According to Hoffman, a poem comes from a writer's soul, making it impossible to place a definition on them.

“Everything in your life will come out in your poems,” said Hoffman.

Despite this, she struggles to write in an autobiographical way due to the overwhelming effect it has on her emotions. Instead, she comes up with characters that she uses to project her feelings into. 

The world in “This Alaska” is a fictitious space that has become a collection of experiences unique to Hoffman but impactful to many. Purchase student, Chyanne Carmichael mentioned a line from the poem “Overnight.”

She read, “Who are we/if not images that betray us.” She then asked a question about how Hoffman uses images and experiences to formulate her poetry.

Hoffman mentioned that the poems normally start with an image. She then asked the audience a question that she often asks her own students, “How do you translate an emotional truth into something that is tangible for a reader?”

Without an entry into the author's feelings, it is difficult to reach the premise of the poet's purpose. Hoffman explained to students that it’s important to invite the reader into your house of emotions instead of locking them out. 

Student Britt Trachtenberg mentioned a line from the poem “After Burial,” reading, “And to be on the field with the first two lines/I stood in the center of all the blizzard.” Her question pertained to Hoffman’s choice of using weather as a constant focus in her poems.

Hoffman admitted that this was a subconscious decision.

“In my daily life I'm someone who’s very affected by the weather,” she said.

She then reflected on her previous statement that whatever affects you in your life will show up in your poems, whether it’s specific or a different shade of the same color.

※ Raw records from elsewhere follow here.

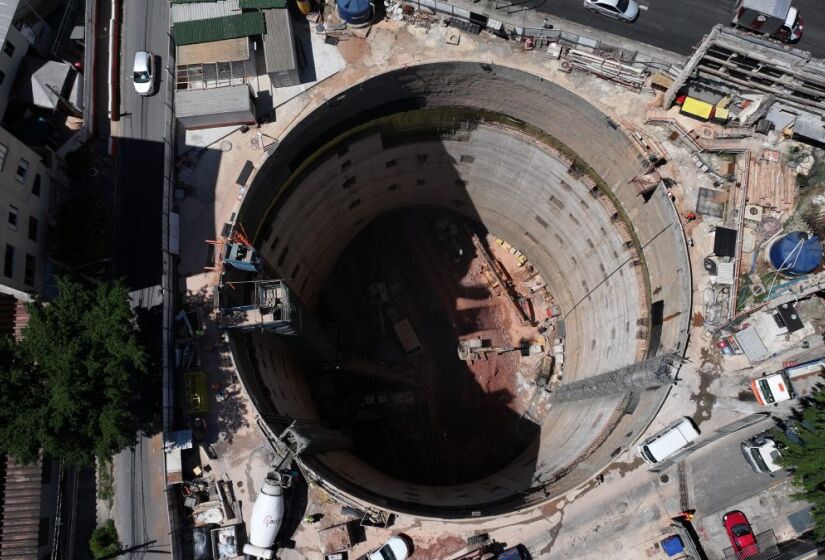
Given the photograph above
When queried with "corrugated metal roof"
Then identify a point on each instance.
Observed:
(217, 29)
(204, 10)
(7, 10)
(214, 101)
(751, 344)
(262, 4)
(725, 273)
(21, 510)
(228, 50)
(279, 46)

This idea goes hand in hand with her reasoning behind mentioning pigeons on multiple occasions. “I grew up with birds as pets in my house,” she said.

She explained that the speaker in the poem “After Burial” is fearful that they won’t be able to escape whatever emotional state they have succumbed to.

Photo of "This Alaska" from Hoffman's website (photo by Nicholas Bell)

After believing she was meant for fiction writing, Hoffman started taking poetry seriously in her senior year of college. Many of the poems in “This Alaska'' were written during her three years of graduate school at Columbia University’s School of the Arts. The origin of these poems is as a thesis instead of a book, which helped Hoffman complete the work because it gave her the freedom to try anything. 

Hoffman said, “For the type of person that I am, if I was sitting there thinking that I was writing a book I think I would've overwhelmed myself and not written anything.”

She also gave tips on how to overcome writer's block, which is a universal issue for writers. Reading books from some of her favorite poets, listening to music, and going for drives are all strategies that help her make a breakthrough. 

Student Dana Hirsch raised a question that surfaced one of the main issues with the book which was the ordering of the poems. The way Hoffman combatted this was by printing out the poems and rearranging them on her floor, trying to see what flowed best. 

“There's this one song by Mozart that I really like - ‘Fantasia in D Minor,’” said Hoffman. “I was obsessing over it and then I would look over the poems and try to match what I heard, to try to make a speaking whole, and it was really hard to do.”